Code in this section adapted from: https://www.kaggle.com/jhonatansilva31415/whales-a-simple-guide

Now that the test and train images are loaded in from kaggle, let's explore how to open them.


In [0]:
#Create variables for file paths
img_train_path = os.path.abspath('/content/train/')
img_test_path = os.path.abspath('/content/test/')
csv_train_path = os.path.abspath('/content/train.csv')

In [0]:
df = pd.read_csv(csv_train_path)
df.head()

Unnamed: 0,Image,Id
0,0000e88ab.jpg,w_f48451c
1,0001f9222.jpg,w_c3d896a
2,00029d126.jpg,w_20df2c5
3,00050a15a.jpg,new_whale
4,0005c1ef8.jpg,new_whale


In [0]:
df.shape #how many images are in the training set?

(25361, 2)

The train.csv file has one column for the image name and one column for the labels. We can get the full file path for each image by concatenating the img_train_path with the image name. We can do that all at once and output the results in a new column.

In [0]:
df['Image_path'] = [os.path.join(img_train_path,whale) for whale in df['Image']]
df.head()

Unnamed: 0,Image,Id,Image_path
0,0000e88ab.jpg,w_f48451c,/content/train/0000e88ab.jpg
1,0001f9222.jpg,w_c3d896a,/content/train/0001f9222.jpg
2,00029d126.jpg,w_20df2c5,/content/train/00029d126.jpg
3,00050a15a.jpg,new_whale,/content/train/00050a15a.jpg
4,0005c1ef8.jpg,new_whale,/content/train/0005c1ef8.jpg


In [0]:
#Looking at 5 random images
#full_path_random_whales = np.random.choice(df['Image_path'],5)

#%matplotlib inline
#for whale in full_path_random_whales:
   # img = Image.open(whale)
   # plt.imshow(img)
   # plt.show()

The purpose of this competition is to identify individual whales from their flukes. I want to get a sense for how similar one whale's fluke looks across images, so let's see if we can look at a set of photos from just one whale. First let's look at how many images each whale tends to have.

In [0]:
#agg = df.groupby(['Id']).size()
#agg = agg.sort_values(ascending=False)
#agg.head() #print the whales with the most pictures

New whale would skew any summary statistics, so drop it before we examine them.

In [0]:
#whale_pic_count = agg.drop('new_whale')
#whale_pic_count.describe()

In [0]:
#whale_pic_count.hist(bins=75)

There are 5004 distinct whale IDs in the training data set. Whales have an average of about 3 photos. Let's look at one that has 3.

In [0]:
#three_pics = whale_pic_count[whale_pic_count == 3]
#three_pics.head()

In [0]:
#w_5d426b6 = df[df.Id == 'w_5d426b6'] #might be better if this wasn't hard-coded

#%matplotlib inline
#for whale in w_5d426b6['Image_path']:
  #  img = Image.open(whale)
   # plt.imshow(img)
  #  plt.show()

Neat! I can't tell if that's a real whale with a pretty dot pattern on its fluke or if those are photographic aberrations, like some kind of water droplet artifact. What's going on with that whale that has 70+ pictures?

In [0]:
#lotta_pics = whale_pic_count[whale_pic_count >= 70]
#lotta_pics.head()

In [0]:
#w_23a388d = df[df.Id == 'w_23a388d'] 
#random_subset_lotta = np.random.choice(w_23a388d['Image_path'],5)

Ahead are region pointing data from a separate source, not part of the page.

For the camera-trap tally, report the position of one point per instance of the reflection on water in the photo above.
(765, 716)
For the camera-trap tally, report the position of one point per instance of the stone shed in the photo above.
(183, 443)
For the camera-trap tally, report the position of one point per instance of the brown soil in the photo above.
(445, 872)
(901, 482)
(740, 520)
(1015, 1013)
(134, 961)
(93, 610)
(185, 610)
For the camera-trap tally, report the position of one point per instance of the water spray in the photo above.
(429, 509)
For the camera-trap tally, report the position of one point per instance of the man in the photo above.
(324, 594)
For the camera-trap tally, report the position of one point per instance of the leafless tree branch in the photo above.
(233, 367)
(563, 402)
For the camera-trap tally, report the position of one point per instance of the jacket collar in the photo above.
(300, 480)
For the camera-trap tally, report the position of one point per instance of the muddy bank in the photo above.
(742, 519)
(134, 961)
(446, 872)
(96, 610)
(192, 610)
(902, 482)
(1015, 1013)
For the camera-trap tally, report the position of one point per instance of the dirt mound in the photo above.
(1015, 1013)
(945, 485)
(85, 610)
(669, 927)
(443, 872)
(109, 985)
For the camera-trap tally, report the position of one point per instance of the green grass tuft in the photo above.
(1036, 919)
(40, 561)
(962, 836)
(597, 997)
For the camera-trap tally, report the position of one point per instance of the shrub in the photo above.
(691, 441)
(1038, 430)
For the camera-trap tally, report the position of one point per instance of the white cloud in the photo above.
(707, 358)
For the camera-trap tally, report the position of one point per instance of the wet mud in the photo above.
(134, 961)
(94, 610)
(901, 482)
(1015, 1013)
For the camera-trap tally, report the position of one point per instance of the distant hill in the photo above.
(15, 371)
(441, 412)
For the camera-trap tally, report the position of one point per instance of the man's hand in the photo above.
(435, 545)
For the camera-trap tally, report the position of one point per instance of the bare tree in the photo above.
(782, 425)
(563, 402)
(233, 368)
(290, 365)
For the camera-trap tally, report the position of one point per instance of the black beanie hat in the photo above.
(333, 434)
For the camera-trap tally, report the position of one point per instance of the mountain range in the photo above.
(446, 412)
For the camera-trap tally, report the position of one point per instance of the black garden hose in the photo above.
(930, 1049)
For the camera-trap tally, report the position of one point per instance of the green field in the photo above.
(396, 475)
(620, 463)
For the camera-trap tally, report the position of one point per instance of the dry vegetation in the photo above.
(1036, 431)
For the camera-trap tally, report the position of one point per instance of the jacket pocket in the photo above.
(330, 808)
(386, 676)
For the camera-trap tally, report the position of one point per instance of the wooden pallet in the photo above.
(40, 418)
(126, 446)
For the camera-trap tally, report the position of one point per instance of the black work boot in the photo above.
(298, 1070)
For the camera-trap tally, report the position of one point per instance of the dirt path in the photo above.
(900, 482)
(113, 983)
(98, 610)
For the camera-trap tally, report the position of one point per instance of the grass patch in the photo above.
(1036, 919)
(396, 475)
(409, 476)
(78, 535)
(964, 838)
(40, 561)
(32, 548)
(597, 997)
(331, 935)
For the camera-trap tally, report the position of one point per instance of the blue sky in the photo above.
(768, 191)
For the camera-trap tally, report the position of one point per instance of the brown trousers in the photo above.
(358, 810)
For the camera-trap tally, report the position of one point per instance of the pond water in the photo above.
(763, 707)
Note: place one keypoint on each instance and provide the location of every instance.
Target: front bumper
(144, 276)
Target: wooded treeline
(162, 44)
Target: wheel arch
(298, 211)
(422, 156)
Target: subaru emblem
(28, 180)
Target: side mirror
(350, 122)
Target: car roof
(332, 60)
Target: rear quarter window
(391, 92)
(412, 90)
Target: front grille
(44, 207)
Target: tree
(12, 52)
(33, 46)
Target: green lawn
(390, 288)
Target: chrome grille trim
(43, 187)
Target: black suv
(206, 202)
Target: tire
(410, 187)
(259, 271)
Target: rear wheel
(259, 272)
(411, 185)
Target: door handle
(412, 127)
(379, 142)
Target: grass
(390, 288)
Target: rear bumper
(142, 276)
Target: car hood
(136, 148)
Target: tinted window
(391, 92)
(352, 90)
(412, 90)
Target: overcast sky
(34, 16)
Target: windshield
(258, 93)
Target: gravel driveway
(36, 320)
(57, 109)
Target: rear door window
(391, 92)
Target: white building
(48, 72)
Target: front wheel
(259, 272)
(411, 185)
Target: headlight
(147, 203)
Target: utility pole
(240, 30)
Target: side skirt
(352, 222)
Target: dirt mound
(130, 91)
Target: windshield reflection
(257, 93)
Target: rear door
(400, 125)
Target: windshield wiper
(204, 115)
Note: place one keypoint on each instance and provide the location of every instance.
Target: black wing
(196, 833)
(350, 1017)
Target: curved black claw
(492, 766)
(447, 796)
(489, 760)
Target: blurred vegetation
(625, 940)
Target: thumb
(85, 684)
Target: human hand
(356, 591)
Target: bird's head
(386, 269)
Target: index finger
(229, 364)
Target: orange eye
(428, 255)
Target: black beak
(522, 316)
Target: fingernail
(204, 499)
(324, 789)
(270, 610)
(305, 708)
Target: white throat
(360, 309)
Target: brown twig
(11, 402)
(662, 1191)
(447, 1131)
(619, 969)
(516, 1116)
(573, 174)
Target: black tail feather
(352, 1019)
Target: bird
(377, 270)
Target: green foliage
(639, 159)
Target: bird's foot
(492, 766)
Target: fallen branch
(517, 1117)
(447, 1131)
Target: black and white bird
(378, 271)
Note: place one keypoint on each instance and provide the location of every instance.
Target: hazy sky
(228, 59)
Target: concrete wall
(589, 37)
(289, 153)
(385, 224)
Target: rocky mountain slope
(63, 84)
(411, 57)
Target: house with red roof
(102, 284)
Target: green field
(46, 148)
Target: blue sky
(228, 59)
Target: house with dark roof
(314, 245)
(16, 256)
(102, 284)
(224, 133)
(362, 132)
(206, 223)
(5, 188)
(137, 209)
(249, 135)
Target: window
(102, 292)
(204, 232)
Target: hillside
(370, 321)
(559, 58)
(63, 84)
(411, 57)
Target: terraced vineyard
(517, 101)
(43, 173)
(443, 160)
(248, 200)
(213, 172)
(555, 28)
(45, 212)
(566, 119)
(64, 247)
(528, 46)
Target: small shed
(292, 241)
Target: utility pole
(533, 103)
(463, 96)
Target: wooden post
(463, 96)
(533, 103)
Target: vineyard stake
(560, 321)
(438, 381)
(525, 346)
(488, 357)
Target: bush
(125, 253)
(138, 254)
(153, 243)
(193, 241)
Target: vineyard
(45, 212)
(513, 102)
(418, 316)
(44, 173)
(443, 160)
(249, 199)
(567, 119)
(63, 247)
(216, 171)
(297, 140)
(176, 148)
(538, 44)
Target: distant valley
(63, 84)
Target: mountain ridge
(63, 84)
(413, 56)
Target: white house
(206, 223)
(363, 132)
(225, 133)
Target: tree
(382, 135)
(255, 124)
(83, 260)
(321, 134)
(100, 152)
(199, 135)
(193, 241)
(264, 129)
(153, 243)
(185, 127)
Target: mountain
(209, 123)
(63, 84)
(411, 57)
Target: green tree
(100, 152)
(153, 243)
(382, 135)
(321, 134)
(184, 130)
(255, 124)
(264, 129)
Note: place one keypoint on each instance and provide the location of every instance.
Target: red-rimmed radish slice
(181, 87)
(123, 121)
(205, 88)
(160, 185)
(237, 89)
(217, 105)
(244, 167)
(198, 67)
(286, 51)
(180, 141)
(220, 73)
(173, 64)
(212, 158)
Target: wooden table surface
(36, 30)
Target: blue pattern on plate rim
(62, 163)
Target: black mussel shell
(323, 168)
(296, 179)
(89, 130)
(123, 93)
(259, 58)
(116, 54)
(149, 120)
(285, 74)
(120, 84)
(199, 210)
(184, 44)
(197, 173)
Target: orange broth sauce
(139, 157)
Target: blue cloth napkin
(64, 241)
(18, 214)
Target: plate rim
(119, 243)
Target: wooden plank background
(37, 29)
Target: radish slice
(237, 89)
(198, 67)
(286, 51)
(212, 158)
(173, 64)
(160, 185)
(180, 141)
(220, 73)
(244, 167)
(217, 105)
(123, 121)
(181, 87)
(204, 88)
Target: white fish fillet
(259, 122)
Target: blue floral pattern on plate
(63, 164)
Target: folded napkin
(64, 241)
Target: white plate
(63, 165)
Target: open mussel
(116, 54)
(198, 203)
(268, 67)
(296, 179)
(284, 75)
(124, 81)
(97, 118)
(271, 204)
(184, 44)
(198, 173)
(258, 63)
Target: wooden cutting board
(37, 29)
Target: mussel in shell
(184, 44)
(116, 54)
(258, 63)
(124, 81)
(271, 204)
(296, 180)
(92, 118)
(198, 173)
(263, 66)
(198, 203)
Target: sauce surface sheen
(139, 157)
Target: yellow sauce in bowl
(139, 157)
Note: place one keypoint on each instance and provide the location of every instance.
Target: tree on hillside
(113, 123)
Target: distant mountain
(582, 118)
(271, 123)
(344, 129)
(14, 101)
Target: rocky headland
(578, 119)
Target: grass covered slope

#I've used this code block three times so I should come back through and make it a function

#%matplotlib inline
#for whale in random_subset_lotta:
  #  img = Image.open(whale)
   # plt.imshow(img)
   # plt.show()

Just flipping through a few random selections, it seems like those really all could be the same whale, with white wingtips and black dots.

Okay, so here's what we know so far. In the training set, we have 25,361 pictures, representing 5,004 distinctly identified whales (each with an average of about 3 photos) and 9,664 photos categorized as "new whale." 

In [0]:
#def get_size(img_path):
 # img = Image.open(img_path)
 # width, height = img.size
 # return [width, height]

#w_23a388d = df[df.Id == 'w_23a388d'] 
#random_subset_lotta = np.random.choice(w_23a388d['Image_path'],5)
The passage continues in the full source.